Kurzprotokoll zum Erwägungsseminar „Globalisierung“ 10. Sitzung (09.01.2015)

 

Anwesende: Siehe Liste.

Protokoll: niemand

 

Tagesordnung:

1. Protokoll der 9. Sitzung? Nein. Kurzprotokoll veröffentlicht.

2. Hinweis auf einen Fehler in der Tabelle S.111: in der rechten unteren Zelle muss eine 2 stehen

3. Diskussion Kapitel 7: Laura Tyson.

4. Diskussion Kapitel 8: Das Einmaleins des Außenhandels

5. Weitere Organisation, insbesondere Frage nach Präsentation von Hausarbeitskonzeptionen

 

Zu 3.: Das Statement gibt G. Quaas. Krugmans Charakteristik der Neuen Handelstheorie: Im Mittelpunkt stehen wachsende Skalenerträge. Dazu sei ein großer Markt erforderlich. Die Anzahl der Unternehmen sei beschränkt. Die Entstehung der Unternehmen sei eher zufällig. Wirtschaftspolitische Implikationen sind umstritten. James Brander und Barbara Spencer: strategische Handelspolitik. Staatliche Maßnahmen können die Bedingungen komparativer Kostenvorteile herstellen. Das verdrängt andere aus dem Markt. Krugman bezweifelt: (i) dass man von staatlicher Seite entsprechende Orientierungen geben kann; (ii) dass der Nutzen beträchtlich ist. Außerdem (iii) führe eine Förderung von Unternehmen aus Gründen der „Wettbewerbsfähigkeit“ zu Verzerrungen im Inland. Deshalb sollte der Staat die Finger davon lassen.

 

Es werden folgende Fragen diskutiert:

Was ist neu an der Neuen Handelstheorie (NHT)? Hat Adam Smith nicht schon dasselbe behauptet? Gegenthese: A.S. ging es um den Wohlstand der Nationen, nicht um ihre Wettbewerbsfähigkeit.

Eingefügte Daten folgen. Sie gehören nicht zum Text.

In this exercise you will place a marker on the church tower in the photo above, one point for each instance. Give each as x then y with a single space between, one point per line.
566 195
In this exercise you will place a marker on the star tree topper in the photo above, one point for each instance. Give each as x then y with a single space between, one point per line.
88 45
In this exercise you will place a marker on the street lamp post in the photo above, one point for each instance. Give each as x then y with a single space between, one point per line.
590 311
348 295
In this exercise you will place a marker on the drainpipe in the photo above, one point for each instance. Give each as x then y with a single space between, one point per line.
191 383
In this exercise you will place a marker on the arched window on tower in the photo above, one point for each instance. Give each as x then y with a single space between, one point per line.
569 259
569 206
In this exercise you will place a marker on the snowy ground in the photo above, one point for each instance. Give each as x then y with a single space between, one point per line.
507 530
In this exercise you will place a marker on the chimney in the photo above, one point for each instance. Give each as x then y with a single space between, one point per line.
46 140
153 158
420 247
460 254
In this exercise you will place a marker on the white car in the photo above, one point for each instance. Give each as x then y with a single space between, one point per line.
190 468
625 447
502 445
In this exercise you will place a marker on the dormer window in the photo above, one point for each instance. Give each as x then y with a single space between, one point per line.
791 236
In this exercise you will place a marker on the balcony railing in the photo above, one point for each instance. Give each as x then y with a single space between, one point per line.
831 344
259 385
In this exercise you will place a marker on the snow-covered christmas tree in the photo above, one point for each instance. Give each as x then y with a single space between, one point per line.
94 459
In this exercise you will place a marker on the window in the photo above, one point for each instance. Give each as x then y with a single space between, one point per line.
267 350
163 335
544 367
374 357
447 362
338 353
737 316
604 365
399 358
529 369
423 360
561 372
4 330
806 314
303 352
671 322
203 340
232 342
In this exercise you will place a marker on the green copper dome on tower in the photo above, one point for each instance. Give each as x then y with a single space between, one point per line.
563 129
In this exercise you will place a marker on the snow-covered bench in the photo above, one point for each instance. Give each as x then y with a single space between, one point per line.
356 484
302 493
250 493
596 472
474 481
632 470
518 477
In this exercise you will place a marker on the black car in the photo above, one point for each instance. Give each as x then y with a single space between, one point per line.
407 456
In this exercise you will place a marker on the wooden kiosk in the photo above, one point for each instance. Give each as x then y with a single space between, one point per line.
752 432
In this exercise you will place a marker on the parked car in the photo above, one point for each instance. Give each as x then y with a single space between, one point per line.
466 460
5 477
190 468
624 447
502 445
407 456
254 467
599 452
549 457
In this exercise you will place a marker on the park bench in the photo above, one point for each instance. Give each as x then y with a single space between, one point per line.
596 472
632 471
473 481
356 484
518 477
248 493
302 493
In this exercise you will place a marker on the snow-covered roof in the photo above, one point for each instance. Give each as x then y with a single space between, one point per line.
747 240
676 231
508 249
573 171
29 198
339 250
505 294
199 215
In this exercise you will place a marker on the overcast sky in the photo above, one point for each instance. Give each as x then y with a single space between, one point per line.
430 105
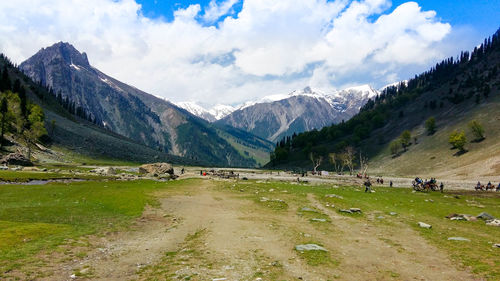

Tendiert der Markt zum Monopol? Monopole müssen durch externe Akteure beseitigt werden, um einen Konkurrenzmarkt herzustellen.

Ist die NHT überhaupt eine Theorie? Vom Standpunkt des Kritischen Rationalismus muss eine wissenschaftliche Theorie an einer zumindest denkbaren Sachlage scheitern können; wenn nicht ist sie „metaphysisch“ = unwissenschaftlich. Woran könnte die NHT scheitern? Diese Frage bleibt offen.

    

Zu 4: Nach Auslosung gibt das Statement M. O. Sturm: In der Ausbildung von Studierenden sollte man sich nach Krugman um die Grundlagen kümmern. Dazu gehöre auf jeden Fall die Theorie der komparativen Kostenvorteile.

 

Diskutiert werden die Punkte 5 und 4 aus dem Text.

 

- Deutschland hat einen 4mal größeren Offenheitsgrad als die USA. Beschäftigungssicherung steht für D. an der Spitze der Außenhandelspolitik.

 

- Soll man Außenhandel auf Kosten des Wohlstandes betreiben, um die Beschäftigung zu sichern?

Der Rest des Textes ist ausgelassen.